A Panel Of White, Male Animators Have All The Feels About Breaking The "Princess" Mold

Photo: The Hollywood Reporter
The Hollywood Reporter's roundtable with seven animation creatives — including Sausage Party's Seth Rogen — sparked important conversations about ethnic stereotypes, sexism, and even body-shaming within the world of cartoons. However, there is one issue here: Everyone at the table was a white man.

Though we don't know whether THR asked, say, Frozen writer-director Jennifer Lee or Finding Dory writer Victoria Strouse to participate, it's disheartening to hear such important discussions about diversity going on between people who always get to see themselves on screen.

The issue with this was particularly evident when the men ruminated on the problem with princesses — specifically, how animated women are portrayed on screen. Here's what Mike Mitchell, director of Trolls, had to say about the leading female character in the animated film.

"[On] Trolls, we wanted to completely break the mold of the animated princess. Most princesses have big eyes and little bitty waists and little tiny hooves they walk around on. And [with Poppy], we wanted to keep this ugly-cute, big melon head, giant teeth. She didn't have to wear uncomfortable princess shoes, which I think is cool."

This is a step in the right direction, for sure — I'm so over the dainty, super-skinny princesses of early Disney movies. But while Mitchell's princess may look different, she falls into the same trap that so many women characters do on screen. The princess in Trolls is, apparently, a ray of sunshine.

"We wanted to explore happiness and how undervalued a positive attitude is. So our lead character is super-optimistic, but we wanted to make sure she wasn't vacant. It was nice; we took a cue from [the rabbit] Judy Hopps [in Zootopia]. Is this something Judy Hopps would do?"

I'm all for happy characters, but it's a little grating that women are often stuck in the role of the optimist. Consider popular princess movies as an example: Despite these women being forced to deal with outrageously terrible circumstances, they're also the ones with the happiest outlook on the situation. If they're not happy, they are broken. Even Elsa and Anna from Frozen, a relatively progressive princess movie, are guilty of this: Despite being a virtual shut-in, Anna is deliriously optimistic, while Elsa's sadness essentially causes an entire country to freeze over.

Pixar film Inside Out challenged this notion.
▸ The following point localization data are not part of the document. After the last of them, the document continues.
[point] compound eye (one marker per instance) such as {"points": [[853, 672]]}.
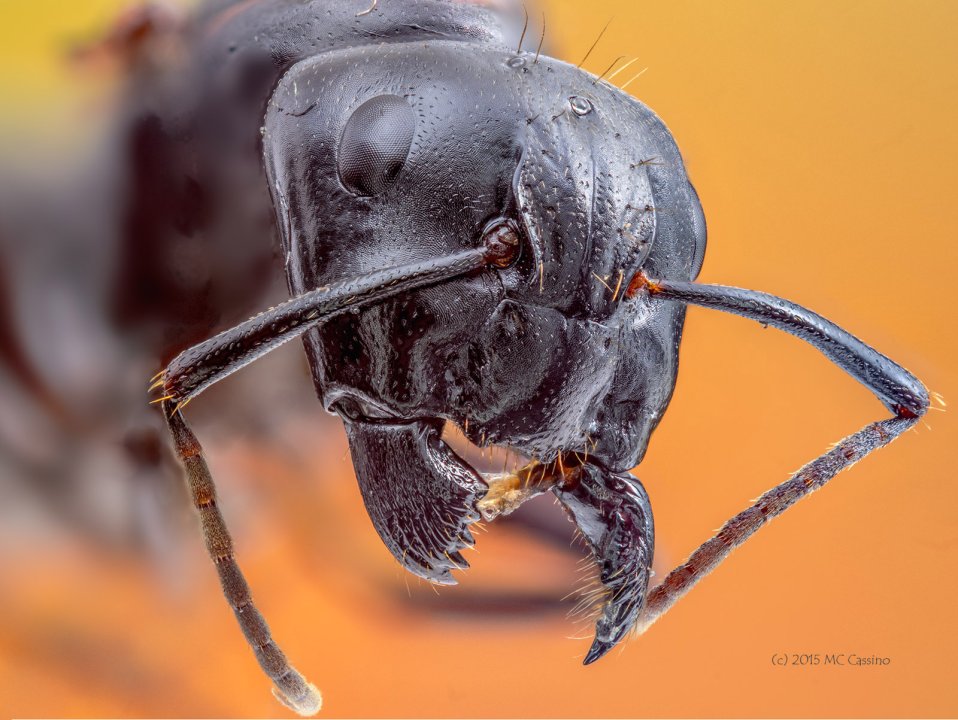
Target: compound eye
{"points": [[375, 144]]}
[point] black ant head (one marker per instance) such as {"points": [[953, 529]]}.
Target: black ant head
{"points": [[383, 155]]}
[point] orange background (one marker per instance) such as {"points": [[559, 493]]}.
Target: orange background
{"points": [[821, 137]]}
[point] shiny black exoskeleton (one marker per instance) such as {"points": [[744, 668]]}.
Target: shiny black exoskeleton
{"points": [[478, 235]]}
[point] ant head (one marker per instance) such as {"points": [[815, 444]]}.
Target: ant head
{"points": [[383, 155]]}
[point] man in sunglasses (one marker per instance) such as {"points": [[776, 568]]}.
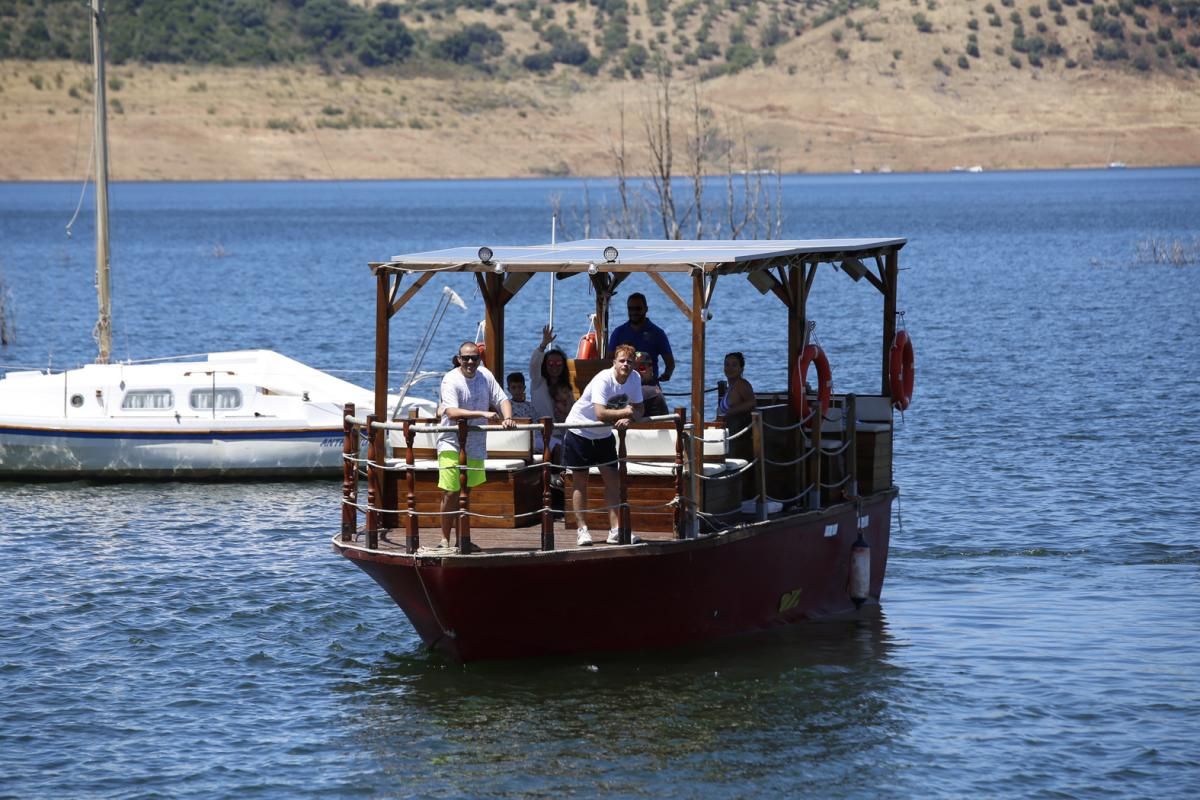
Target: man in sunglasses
{"points": [[645, 336], [613, 397], [468, 392]]}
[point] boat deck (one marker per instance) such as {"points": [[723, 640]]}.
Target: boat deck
{"points": [[516, 540]]}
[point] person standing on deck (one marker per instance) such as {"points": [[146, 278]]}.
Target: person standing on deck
{"points": [[547, 373], [645, 336], [613, 397], [468, 392]]}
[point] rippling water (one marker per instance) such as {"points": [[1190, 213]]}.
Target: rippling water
{"points": [[1039, 625]]}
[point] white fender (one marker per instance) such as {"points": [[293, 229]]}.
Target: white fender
{"points": [[859, 571]]}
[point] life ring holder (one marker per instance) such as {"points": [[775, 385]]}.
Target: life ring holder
{"points": [[900, 372], [588, 347], [811, 354]]}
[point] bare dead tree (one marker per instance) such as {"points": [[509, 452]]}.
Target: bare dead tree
{"points": [[6, 324], [657, 124], [749, 208]]}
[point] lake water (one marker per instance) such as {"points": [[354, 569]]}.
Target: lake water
{"points": [[1041, 624]]}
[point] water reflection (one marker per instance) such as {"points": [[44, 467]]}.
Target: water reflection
{"points": [[798, 703]]}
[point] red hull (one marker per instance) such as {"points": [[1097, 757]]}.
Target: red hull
{"points": [[661, 594]]}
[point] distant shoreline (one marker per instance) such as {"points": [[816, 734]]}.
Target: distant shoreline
{"points": [[274, 124]]}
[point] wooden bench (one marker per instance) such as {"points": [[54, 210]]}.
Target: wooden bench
{"points": [[651, 463], [873, 452], [510, 497]]}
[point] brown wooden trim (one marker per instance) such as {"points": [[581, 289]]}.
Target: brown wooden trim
{"points": [[672, 295], [396, 305]]}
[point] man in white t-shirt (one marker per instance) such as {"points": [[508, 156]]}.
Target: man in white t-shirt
{"points": [[468, 392], [613, 397]]}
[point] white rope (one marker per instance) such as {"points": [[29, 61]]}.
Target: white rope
{"points": [[838, 451], [803, 456], [726, 475], [731, 437], [833, 486], [792, 499]]}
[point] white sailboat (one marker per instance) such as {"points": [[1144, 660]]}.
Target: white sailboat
{"points": [[238, 414]]}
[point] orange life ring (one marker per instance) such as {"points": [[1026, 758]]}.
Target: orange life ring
{"points": [[813, 353], [900, 373], [588, 347]]}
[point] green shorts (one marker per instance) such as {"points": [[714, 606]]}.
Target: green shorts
{"points": [[448, 471]]}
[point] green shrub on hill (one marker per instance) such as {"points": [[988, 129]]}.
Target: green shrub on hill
{"points": [[617, 36]]}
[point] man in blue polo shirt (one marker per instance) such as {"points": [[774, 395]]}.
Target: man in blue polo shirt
{"points": [[645, 336]]}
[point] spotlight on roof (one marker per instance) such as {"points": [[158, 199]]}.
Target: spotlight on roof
{"points": [[853, 268], [762, 281]]}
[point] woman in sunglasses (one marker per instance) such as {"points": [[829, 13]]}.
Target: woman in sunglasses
{"points": [[549, 376], [653, 401]]}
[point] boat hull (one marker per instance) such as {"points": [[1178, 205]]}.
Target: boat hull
{"points": [[661, 594], [48, 453]]}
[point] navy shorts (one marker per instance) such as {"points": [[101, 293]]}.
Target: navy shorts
{"points": [[580, 452]]}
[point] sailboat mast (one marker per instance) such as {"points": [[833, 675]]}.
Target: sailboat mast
{"points": [[103, 331]]}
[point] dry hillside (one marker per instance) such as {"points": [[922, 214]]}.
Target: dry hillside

In Inside Out, which was co-written by female writer Meg LeFauve, young girl Riley feels a constant obligation to stay happy for her family, despite feeling nervous and sad about her recent cross-country move. It's a reminder that little girls, and women in general, have no obligation to be the sunshine in anyone's life — they're allowed the same range of emotions as anyone else.

It's wonderful that Mitchell is trying to make strides for women in animation — it's about time that princesses with eyes bigger than their waists were taken back to the drawing board — yet changes in the portrayals of women have to be more than skin-deep. As this all-white-male roundtable suggests, we might need more women in positions of power within animation to make this happen.